I believe that complete strangers interact intensely when seated next to each other during traveling situations to make it less awkward and make oneself comfortable and less anxious. Using the uncertainty reduction theory, which is “when strangers meet, their primary concern is reducing uncertainty, or increasing predictability about the behavior of both themselves and others in the interaction” (Griffin, p. 105). Sitting next to a stranger on a train, plane, or bus can be an uncomfortable experience, especially when they are on longer trips.
Axiom 3, information seeking, explains why people may strike conversations with complete strangers that they may never see again. According to this axiom, “high levels of uncertainty cause increases in information-seeking behavior” (Griffin, p. 107). In a situation where there is uncertainty, such as sitting next to a stranger on a form of public transportation, a person may feel compelled to seek out information about the individual to ease their uncertainty.
Axiom 6, similarity, also explains the situation. Similarity states that “similarities between persons reduce uncertainty,” meaning that if these strangers have anything in common, such as them both traveling to the same place, it may reduce some uncertainty and make the trip more comfortable.
4. Explore the connection between URT and SIP by explaining the similarities and differences between FTF communication and CMC. Your answer should use a real-life example and include at least one axiom from URT.
Uncertainty Reduction Theory (URT) and Social Information Processing Theory (SIP) are connected — they each explain how and why people find out more information about another. SIP was first developed to explain “how online communication shapes the development of interpersonal and group relationships,” and the conclusion was that “as goes face-to-face communication, so goes online communication” (Griffin, p. 117).

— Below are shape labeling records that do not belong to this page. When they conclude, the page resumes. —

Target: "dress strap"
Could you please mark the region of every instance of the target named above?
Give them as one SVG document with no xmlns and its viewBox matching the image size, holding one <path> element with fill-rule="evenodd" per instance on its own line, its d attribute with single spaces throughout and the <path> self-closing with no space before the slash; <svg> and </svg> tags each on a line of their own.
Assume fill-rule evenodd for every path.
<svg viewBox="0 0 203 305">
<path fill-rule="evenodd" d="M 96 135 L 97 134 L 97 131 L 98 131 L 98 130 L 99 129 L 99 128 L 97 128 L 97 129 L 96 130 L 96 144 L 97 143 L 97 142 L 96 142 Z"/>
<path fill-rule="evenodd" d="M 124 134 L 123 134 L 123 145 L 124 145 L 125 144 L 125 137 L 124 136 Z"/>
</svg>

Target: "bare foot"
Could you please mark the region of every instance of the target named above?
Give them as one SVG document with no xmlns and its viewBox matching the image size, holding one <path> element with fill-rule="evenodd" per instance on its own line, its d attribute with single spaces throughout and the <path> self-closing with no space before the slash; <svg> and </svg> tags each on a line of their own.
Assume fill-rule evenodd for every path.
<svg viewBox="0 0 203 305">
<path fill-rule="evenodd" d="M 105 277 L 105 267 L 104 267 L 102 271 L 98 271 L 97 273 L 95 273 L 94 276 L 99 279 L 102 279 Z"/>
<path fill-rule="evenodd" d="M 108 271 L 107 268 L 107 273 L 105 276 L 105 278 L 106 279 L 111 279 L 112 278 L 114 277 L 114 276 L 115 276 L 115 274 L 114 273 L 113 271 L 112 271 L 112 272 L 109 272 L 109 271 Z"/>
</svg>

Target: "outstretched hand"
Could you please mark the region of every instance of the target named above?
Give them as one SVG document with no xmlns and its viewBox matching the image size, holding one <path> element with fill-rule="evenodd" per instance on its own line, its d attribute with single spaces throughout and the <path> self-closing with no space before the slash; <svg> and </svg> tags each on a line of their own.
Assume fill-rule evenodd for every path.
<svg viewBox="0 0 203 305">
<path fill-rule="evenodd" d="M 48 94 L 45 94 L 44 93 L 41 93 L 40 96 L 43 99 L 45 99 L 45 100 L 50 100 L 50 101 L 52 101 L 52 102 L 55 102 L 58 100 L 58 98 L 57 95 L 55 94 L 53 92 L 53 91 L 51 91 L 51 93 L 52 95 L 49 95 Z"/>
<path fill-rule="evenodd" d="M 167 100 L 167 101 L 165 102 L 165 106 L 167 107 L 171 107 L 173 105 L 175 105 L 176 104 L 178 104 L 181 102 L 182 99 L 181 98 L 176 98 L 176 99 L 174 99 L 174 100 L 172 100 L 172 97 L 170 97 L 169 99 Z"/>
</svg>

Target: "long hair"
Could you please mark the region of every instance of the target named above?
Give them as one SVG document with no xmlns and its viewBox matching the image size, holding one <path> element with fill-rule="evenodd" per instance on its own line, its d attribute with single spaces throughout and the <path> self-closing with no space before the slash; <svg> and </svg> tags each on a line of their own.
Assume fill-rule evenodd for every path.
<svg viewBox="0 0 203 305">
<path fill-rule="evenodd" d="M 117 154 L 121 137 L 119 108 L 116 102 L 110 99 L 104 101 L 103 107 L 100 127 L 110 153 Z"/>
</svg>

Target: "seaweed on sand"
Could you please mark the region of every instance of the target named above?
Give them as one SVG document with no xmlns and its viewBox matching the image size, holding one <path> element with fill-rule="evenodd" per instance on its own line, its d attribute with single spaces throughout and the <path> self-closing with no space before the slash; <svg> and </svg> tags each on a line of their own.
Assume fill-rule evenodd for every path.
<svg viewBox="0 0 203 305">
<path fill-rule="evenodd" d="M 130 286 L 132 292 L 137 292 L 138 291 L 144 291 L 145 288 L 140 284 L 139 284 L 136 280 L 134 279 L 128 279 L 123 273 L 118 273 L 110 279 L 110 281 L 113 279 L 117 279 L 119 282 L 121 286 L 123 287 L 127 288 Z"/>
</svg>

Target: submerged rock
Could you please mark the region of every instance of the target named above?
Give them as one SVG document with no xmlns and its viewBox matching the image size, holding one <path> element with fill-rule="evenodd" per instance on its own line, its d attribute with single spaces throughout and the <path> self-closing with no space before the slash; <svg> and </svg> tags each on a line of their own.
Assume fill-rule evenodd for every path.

Face-to-face communication (FTF) and computer-mediated communication (CMC) are very, very similar, and very, very different. FTF communication has the luxury of non-verbal, physical cues, immediate responses, and the ability to tell the tone of the speaker. CMC communication, however, is still very similar to that of FTF. The message can get across better, because you have the luxury to develop and think of exactly what you want to say.
I have had both in-person and online friendships, and all of them have had the same feeling. One of my best friends is an online friend. I’ve known her for almost ten years, and our friendship is one of the strongest I have, despite the fact that we have never met in person. I met my boyfriend online, and we occasionally have to go long-distance when I go back home during summer and winter breaks, and our relationship did not get affected by that.
In this age, relationships are often CMC because social media and the internet dictate so much of our lives. However, verbal communication, the first axiom from URT, is present in both FTF and CMC. There is still talking (just not spoken out loud, but rather a typed conversation), there is just less of that nonverbal warmth, the second axiom.
URT explains different ways people seek to lessen the uncertainty in new relationships, and SIP explains the development of online relationships. In-person and online relationships develop in pretty much the same way, there are just some things that are missing from each.
Griffin, E., Ledbetter, A., & Sparks, G. (2019). Chapter 7: Expectancy Violations Theory and Chapter 8: Social Penetration Theory. In A first look at communication theory (10th ed., pp. 79–95). essay, McGraw-Hill Education.